A New Role For Hippocampal Neurons Encoding Memories
By James R. Howe VI ‘17
This spatial receptive field of a neuron in the entorhinal cortex represents sequences encoded in memories. (Source: Wikimedia Commons)
A recent study published in Nature challenges a long-held orthodoxy in neuroscience: do neural networks that map physical spaces in the brain actually represent space, or do they represent something more general? David W. Tank, a neuroscientist at Princeton and the study’s corresponding author, found that these networks do not represent space itself, but continuous sequences of stimuli in general (Aronov et al., 2017). These networks are composed of a wide variety of cells previously shown to encode diverse spatial phenomena including head direction, velocity, location, and boundaries. These diverse cells form circuits within the hippocampus, a structure that encodes memories, and the entorhinal cortex, which gates input into the hippocampus. However, similar circuits also represent many other memory systems and regulate memory-dependent behaviors, pointing to a potential general function not just space (Squire, 1992).
The authors tested this hypothesis by designing a sound manipulation task (SMT) where a rat would hold down a lever, producing a series of tones with increasing frequency. If the rat released the lever within a specific range of tones, it would be given a reward. This allowed the rat to explore and recognize features of a sonic environment, instead of a spatial one. Throughout the SMT, an array of electrodes measured activity from many cells in both the hippocampus and the entorhinal cortex. Data showed that the activity patterns of these cells were similar to those of cells encoding spatial information.
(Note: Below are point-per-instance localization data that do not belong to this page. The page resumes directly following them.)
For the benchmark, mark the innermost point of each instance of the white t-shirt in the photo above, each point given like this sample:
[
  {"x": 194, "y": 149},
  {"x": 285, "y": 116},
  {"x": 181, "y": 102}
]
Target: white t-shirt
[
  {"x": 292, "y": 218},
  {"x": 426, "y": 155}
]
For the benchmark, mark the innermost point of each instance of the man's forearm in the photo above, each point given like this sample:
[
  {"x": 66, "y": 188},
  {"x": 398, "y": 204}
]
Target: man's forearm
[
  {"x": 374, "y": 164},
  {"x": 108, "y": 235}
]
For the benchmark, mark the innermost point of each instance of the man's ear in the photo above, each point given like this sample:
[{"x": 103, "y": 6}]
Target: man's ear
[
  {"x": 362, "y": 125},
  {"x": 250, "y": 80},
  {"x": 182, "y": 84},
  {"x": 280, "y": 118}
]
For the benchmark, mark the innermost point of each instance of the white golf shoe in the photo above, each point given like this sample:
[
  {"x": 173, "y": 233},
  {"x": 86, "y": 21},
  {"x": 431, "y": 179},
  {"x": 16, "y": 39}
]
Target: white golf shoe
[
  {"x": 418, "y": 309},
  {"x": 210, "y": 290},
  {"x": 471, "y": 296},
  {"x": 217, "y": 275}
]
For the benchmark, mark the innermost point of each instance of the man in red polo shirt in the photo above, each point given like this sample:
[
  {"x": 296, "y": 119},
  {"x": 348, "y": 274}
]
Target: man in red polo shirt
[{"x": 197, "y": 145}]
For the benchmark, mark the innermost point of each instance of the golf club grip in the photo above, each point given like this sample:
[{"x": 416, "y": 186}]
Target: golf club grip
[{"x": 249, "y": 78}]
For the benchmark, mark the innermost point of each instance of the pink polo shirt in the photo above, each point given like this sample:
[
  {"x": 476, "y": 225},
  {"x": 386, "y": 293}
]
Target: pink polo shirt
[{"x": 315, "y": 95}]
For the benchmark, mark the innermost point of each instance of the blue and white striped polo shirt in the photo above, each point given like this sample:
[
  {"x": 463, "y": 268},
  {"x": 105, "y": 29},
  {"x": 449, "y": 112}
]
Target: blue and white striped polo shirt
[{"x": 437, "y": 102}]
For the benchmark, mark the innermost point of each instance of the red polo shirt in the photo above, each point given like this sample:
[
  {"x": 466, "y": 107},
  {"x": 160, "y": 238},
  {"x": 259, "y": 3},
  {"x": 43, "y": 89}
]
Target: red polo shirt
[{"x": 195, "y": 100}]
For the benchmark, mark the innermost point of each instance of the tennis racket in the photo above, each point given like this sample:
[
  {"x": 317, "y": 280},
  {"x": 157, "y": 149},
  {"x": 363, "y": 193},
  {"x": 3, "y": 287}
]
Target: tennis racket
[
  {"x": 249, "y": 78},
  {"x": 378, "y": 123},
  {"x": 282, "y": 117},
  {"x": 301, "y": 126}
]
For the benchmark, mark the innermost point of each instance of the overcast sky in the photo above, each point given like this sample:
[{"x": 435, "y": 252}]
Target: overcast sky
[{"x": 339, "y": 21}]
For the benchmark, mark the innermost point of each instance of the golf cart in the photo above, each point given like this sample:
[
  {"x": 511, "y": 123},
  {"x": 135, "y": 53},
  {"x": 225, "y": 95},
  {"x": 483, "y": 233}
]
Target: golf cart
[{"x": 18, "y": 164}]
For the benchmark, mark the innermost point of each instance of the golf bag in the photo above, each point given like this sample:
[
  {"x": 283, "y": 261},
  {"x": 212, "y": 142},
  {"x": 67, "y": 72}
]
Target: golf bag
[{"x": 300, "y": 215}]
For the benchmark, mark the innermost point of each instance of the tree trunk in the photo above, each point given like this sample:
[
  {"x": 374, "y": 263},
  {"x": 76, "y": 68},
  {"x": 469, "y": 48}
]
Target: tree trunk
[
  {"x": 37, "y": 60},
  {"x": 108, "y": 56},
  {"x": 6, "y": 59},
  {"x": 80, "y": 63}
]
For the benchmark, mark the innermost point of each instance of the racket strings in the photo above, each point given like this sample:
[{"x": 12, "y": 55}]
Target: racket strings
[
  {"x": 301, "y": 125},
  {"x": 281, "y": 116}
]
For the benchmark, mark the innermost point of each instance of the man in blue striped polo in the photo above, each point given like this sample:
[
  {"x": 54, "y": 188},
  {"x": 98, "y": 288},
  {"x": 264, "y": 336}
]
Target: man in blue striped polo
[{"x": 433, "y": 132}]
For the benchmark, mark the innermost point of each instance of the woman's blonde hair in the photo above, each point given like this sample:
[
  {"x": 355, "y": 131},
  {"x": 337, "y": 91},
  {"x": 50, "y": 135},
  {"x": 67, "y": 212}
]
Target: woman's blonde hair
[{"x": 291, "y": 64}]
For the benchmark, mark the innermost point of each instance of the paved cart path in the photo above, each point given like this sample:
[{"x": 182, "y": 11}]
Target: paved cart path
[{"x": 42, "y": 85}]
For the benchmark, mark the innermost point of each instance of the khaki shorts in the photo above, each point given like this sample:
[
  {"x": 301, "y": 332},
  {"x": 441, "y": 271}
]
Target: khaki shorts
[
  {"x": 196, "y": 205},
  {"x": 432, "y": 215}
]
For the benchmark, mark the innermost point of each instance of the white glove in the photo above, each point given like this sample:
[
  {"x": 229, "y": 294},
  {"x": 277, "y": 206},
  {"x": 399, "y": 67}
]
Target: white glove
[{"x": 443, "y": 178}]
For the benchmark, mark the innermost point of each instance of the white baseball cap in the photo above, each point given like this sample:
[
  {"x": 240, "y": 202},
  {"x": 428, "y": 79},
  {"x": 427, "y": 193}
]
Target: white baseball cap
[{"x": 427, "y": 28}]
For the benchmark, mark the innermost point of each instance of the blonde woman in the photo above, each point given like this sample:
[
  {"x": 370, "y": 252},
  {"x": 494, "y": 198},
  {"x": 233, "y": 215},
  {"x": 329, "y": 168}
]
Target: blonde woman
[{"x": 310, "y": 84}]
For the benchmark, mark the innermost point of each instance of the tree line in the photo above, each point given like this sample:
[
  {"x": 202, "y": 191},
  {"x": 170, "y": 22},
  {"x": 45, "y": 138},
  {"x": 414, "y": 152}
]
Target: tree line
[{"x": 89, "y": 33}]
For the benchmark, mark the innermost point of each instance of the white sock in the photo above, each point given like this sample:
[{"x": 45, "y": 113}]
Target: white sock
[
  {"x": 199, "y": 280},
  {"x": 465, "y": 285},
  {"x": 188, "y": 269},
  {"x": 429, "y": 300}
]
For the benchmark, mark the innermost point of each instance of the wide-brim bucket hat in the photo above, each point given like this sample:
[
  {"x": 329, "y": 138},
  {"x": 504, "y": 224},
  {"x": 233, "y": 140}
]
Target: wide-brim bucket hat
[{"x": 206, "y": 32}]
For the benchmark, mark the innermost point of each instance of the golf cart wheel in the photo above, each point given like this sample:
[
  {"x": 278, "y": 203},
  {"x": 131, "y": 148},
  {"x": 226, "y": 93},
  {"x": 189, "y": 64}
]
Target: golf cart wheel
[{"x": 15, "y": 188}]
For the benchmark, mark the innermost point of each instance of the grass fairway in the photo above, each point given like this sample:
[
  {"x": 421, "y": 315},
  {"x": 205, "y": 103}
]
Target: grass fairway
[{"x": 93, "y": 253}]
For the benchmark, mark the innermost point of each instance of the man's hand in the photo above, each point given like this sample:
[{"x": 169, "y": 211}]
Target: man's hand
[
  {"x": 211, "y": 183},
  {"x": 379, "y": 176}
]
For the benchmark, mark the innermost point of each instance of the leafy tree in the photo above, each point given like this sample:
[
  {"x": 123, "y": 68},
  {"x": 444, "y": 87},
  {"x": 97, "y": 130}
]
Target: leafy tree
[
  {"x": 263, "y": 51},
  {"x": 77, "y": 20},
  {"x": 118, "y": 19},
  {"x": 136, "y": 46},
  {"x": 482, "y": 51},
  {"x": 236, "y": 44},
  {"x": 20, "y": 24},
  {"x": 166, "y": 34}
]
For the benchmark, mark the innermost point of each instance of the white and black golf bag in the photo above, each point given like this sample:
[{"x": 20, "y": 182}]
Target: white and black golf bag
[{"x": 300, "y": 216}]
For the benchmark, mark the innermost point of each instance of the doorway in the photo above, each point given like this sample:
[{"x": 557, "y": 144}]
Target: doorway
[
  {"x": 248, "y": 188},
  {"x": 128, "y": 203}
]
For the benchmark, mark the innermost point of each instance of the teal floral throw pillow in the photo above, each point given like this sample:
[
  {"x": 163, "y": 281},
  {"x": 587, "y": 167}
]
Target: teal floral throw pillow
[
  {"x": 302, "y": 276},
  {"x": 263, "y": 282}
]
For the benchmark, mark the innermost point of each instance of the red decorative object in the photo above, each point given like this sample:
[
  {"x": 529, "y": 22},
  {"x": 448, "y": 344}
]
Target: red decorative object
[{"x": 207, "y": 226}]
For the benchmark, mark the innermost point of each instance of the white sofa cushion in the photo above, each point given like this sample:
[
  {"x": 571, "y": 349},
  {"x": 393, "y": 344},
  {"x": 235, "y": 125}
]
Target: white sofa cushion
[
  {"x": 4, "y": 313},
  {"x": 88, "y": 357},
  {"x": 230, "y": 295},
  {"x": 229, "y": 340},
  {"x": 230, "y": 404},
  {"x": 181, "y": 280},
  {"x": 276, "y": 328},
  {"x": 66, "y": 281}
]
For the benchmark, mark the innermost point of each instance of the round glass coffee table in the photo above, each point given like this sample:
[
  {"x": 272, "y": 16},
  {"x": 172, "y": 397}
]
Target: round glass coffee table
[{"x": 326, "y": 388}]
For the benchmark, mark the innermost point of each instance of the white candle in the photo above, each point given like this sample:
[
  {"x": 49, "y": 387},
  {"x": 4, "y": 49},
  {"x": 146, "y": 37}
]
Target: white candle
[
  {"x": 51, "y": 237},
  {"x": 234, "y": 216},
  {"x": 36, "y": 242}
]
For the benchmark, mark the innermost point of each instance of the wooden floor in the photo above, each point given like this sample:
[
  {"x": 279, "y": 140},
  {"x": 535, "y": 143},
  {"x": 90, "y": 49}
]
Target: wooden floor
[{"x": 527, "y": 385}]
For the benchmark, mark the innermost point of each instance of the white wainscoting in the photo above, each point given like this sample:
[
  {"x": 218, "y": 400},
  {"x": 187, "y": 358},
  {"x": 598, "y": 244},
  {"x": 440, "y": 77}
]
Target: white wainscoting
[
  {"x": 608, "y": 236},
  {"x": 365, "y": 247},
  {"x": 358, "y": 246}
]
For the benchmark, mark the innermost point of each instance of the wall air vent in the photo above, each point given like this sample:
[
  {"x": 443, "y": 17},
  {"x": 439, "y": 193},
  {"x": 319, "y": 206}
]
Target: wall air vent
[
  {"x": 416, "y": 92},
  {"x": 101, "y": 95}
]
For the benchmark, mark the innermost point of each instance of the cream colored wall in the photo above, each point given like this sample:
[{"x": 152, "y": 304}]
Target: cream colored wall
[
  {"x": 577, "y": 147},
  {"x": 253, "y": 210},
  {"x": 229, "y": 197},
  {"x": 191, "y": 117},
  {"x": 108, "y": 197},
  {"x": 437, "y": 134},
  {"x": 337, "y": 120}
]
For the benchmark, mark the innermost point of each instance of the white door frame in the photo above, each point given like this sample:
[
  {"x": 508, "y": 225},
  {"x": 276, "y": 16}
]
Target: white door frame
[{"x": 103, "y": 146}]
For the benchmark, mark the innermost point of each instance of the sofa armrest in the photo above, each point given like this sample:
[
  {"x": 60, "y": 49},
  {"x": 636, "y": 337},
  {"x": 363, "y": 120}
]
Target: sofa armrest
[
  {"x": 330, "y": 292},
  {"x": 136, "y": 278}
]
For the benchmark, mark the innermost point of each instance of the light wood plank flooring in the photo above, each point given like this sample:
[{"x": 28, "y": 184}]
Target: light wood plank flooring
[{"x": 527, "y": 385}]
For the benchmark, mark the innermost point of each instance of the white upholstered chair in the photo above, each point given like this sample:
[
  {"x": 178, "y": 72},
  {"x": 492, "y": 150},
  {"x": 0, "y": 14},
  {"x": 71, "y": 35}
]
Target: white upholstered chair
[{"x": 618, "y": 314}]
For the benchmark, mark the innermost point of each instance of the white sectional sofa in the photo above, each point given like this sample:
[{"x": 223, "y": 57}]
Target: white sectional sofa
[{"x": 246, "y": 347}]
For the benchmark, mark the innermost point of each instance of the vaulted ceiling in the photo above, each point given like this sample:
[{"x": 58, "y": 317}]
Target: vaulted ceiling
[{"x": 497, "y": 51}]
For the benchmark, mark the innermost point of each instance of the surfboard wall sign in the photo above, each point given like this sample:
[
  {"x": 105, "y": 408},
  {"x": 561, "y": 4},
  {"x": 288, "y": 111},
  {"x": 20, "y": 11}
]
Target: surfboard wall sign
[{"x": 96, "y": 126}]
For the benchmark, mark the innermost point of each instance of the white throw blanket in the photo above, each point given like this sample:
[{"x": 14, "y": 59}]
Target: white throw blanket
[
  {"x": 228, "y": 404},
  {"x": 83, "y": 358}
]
Next, the group compared the activity of these SMT-active cells in a spatial task, to figure out whether these cells mapped space as well. Here, they used the electrode array to measure the activity of the same cells during a foraging task, a spatial memory test in which rats attempt to find food hidden in various locations in an environment. Researchers found that these cells displayed the same pattern of activity during both the sonic and spatial tasks
These results clearly show cells in the hippocampal-entorhinal circuit previously thought to encode only spatial information also encode non-spatial information, like sound, in the same manner. This discovery changes our understanding of both the hippocampal-entorhinal circuit and the cells within it, which brings with it a range of new questions. Do cells thought to represent more specialized aspects of space, like head direction or boundaries, really represent these alone, or do they encode more general patterns? Does this more general role for these cells hold true across all sequences in memory, or are there cases where it does not apply? These questions will surely provide fertile ground for future research programs, and will surely yield interesting results.
References:
Aronov, D., Nevers, R., and Tank, D.W. (2017). Mapping of a non-spatial dimension by the hippocampal–entorhinal circuit. Nature 543, 719-722.
Squire, L.R. (1992). Memory and the hippocampus: a synthesis from findings with rats, monkeys, and humans. Psychological review 99, 195-231.